Functions of the Complement System
Regardless of the pathway used (classical, alternative and lectin pathways) the activation of the complement system results in the generation of the C3 and C5 convertases which are cleaved into the main effectors molecules, the C3a and C5a anaphylatoxins and the opsonins C3b and C5b. The C3a and C5a molecules induce pleiotropic effector functions by binding to their specific receptors C3aR and C5aR1/2, respectively (Klos et al., 2009), C5b leads to the formation of the membrane attack component (MAC) and C3b is related to the phagocytosis of the opsonized targets (Ricklin et al., 2010), The balance between the activation and inhibition of the complement system is essential to protect cells from damage induced by an indiscriminate level of immune response. Complement activation is finely regulated by complement regulatory proteins (Cregs), including soluble (C1 inhibitor, factor H, and C4b-binding protein) and membrane-associated (CD46, CD55, CR1, and CD59) proteins, which regulate the activation of the complement cascade, mainly at the C3 convertase stage (Kim and Song, 2006; Zipfel and Skerka, 2009; Ricklin et al., 2016; Arbore et al., 2017).
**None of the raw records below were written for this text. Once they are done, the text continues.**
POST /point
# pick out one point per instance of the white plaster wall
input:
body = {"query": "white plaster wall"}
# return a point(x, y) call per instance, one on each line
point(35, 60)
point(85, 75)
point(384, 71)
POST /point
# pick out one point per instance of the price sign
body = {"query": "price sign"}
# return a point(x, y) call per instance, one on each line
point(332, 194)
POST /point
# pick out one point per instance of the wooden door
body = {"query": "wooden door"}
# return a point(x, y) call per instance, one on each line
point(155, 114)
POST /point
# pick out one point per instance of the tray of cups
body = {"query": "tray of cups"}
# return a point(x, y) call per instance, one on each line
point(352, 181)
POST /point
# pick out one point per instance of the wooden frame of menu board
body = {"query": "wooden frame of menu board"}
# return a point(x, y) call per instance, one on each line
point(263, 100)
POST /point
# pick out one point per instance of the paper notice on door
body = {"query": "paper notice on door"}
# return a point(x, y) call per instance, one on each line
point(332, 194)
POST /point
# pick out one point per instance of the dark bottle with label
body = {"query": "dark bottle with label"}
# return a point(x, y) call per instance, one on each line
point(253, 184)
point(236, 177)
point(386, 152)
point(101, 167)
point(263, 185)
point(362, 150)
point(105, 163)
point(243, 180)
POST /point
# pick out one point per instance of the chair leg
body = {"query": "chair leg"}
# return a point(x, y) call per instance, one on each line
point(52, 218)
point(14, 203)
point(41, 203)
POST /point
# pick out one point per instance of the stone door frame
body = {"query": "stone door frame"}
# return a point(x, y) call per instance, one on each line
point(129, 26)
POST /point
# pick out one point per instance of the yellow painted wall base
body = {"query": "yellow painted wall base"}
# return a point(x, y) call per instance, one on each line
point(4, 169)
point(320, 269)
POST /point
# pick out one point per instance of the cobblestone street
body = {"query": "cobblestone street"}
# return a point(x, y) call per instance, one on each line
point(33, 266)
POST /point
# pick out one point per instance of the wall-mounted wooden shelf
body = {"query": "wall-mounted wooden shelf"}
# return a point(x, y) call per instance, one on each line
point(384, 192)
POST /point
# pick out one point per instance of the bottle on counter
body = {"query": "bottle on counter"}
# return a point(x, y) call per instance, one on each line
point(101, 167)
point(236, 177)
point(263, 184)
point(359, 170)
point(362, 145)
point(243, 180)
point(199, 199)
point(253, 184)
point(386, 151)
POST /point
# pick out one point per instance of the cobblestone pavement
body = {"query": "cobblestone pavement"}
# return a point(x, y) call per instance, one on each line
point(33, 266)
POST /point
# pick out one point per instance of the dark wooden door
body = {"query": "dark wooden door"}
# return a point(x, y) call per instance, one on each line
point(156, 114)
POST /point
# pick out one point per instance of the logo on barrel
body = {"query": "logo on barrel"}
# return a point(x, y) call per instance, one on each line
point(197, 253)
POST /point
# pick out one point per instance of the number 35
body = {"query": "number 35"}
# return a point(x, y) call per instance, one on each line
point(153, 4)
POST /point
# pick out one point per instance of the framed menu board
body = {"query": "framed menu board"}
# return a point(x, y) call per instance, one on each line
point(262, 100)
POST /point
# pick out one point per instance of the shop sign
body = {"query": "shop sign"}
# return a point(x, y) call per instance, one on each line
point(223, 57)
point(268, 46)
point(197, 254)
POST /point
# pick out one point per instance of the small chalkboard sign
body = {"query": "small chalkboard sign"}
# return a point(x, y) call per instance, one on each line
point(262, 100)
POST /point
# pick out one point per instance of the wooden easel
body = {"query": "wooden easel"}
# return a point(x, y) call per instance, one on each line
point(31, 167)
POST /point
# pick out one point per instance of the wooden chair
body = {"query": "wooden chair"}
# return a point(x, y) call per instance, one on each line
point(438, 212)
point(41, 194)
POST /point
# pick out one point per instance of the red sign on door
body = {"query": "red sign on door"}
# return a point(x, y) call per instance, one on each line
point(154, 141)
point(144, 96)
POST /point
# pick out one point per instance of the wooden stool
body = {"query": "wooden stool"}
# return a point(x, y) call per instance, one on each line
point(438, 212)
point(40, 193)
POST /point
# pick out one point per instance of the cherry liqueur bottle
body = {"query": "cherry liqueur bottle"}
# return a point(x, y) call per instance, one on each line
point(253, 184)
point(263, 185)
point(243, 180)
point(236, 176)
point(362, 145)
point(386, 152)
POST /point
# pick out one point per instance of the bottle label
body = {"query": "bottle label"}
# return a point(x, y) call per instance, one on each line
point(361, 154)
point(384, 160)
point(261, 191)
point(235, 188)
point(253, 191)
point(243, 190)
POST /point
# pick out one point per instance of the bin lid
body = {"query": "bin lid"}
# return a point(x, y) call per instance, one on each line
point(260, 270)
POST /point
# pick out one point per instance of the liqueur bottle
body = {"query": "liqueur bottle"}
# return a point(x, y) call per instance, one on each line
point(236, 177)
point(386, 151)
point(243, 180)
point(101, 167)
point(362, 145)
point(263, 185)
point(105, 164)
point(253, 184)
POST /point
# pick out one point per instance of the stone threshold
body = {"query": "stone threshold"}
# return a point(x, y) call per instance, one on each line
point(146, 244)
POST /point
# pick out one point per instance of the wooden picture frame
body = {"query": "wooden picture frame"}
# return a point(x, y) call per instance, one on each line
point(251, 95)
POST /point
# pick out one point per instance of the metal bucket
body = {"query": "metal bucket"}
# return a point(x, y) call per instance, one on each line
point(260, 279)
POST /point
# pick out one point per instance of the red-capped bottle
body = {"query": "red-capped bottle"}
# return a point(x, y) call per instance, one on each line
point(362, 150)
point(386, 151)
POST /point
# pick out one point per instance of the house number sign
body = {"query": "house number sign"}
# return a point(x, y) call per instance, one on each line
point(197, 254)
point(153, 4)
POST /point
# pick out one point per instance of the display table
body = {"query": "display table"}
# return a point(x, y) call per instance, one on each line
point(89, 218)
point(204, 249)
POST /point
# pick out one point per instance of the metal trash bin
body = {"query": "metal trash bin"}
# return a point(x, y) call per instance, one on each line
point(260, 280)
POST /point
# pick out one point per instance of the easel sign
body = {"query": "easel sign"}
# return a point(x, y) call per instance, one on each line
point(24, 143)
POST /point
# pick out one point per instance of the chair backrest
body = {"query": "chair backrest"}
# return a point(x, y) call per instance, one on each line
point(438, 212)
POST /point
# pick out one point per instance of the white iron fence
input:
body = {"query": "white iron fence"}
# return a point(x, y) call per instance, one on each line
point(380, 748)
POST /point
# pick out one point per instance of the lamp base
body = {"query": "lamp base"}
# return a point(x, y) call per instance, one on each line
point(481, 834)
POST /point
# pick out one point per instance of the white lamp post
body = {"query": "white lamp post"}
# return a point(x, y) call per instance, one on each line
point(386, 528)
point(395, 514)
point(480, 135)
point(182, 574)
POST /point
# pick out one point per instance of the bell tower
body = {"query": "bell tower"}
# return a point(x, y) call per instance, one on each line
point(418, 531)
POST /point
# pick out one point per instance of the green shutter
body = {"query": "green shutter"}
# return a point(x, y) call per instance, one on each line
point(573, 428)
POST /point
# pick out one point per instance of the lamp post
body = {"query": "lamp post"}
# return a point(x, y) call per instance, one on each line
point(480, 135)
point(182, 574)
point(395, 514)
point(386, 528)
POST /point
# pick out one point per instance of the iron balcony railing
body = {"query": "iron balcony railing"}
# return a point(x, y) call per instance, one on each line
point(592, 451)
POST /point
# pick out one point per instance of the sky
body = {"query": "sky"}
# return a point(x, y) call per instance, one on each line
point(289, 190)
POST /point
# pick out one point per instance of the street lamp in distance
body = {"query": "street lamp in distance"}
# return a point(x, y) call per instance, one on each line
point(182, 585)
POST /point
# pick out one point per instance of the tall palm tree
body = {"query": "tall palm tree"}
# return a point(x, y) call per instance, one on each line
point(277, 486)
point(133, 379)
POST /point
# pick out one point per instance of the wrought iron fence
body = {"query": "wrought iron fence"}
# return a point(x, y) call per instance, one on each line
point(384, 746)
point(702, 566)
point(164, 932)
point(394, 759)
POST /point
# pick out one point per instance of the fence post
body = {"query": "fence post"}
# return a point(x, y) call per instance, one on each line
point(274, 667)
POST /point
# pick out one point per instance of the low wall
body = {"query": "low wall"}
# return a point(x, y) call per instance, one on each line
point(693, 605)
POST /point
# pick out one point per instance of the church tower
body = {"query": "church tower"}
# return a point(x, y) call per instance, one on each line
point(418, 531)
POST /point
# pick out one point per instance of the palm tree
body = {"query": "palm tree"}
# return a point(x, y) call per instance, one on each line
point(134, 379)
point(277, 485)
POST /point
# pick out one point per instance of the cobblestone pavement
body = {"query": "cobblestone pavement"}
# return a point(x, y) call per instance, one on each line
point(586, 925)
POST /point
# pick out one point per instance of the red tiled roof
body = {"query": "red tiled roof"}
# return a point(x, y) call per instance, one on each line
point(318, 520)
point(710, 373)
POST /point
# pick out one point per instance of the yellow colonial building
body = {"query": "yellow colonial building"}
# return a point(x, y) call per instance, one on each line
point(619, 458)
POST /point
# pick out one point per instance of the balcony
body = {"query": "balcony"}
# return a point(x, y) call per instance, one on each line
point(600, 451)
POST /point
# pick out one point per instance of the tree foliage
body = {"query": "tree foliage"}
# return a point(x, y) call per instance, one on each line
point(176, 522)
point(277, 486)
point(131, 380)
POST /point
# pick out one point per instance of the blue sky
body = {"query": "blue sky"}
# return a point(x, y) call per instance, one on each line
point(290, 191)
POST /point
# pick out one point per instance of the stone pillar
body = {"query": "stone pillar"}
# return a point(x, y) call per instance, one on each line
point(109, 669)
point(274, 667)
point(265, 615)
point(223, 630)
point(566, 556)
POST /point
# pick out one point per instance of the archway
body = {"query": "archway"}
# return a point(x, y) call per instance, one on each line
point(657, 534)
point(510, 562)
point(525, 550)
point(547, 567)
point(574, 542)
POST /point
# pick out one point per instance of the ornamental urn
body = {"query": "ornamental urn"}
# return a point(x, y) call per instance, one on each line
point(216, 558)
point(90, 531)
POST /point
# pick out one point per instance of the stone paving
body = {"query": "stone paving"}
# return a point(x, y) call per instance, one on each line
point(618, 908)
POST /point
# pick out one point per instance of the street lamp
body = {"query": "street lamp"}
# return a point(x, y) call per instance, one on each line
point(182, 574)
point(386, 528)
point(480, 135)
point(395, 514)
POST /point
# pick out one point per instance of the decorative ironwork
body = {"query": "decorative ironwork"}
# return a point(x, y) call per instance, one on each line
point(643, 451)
The complement system is usually thought of as a serum circulating and membrane-bound protein system where the liver is the main source of their components and the main function is the detection and elimination of circulating pathogens as part of the innate immune response (Ricklin et al., 2010). However, the findings that most of immune cells can produce complement proteins and express their receptors have led to the notion that the complement system also has non canonical functions in the adaptive immune response (Klos et al., 2009; Ricklin et al., 2010; Killick et al., 2018). This intracellular complement, was named as complosome to set it apart from the liver-derived and serum-circulating complement system (Killick et al., 2018). Complement molecules might act indirectly or directly on T cells, either promoting or inhibiting immune responses (Heeger and Kemper, 2012; Clarke and Tenner, 2014; Liszewski et al., 2017; Moro-García et al., 2018; West et al., 2018).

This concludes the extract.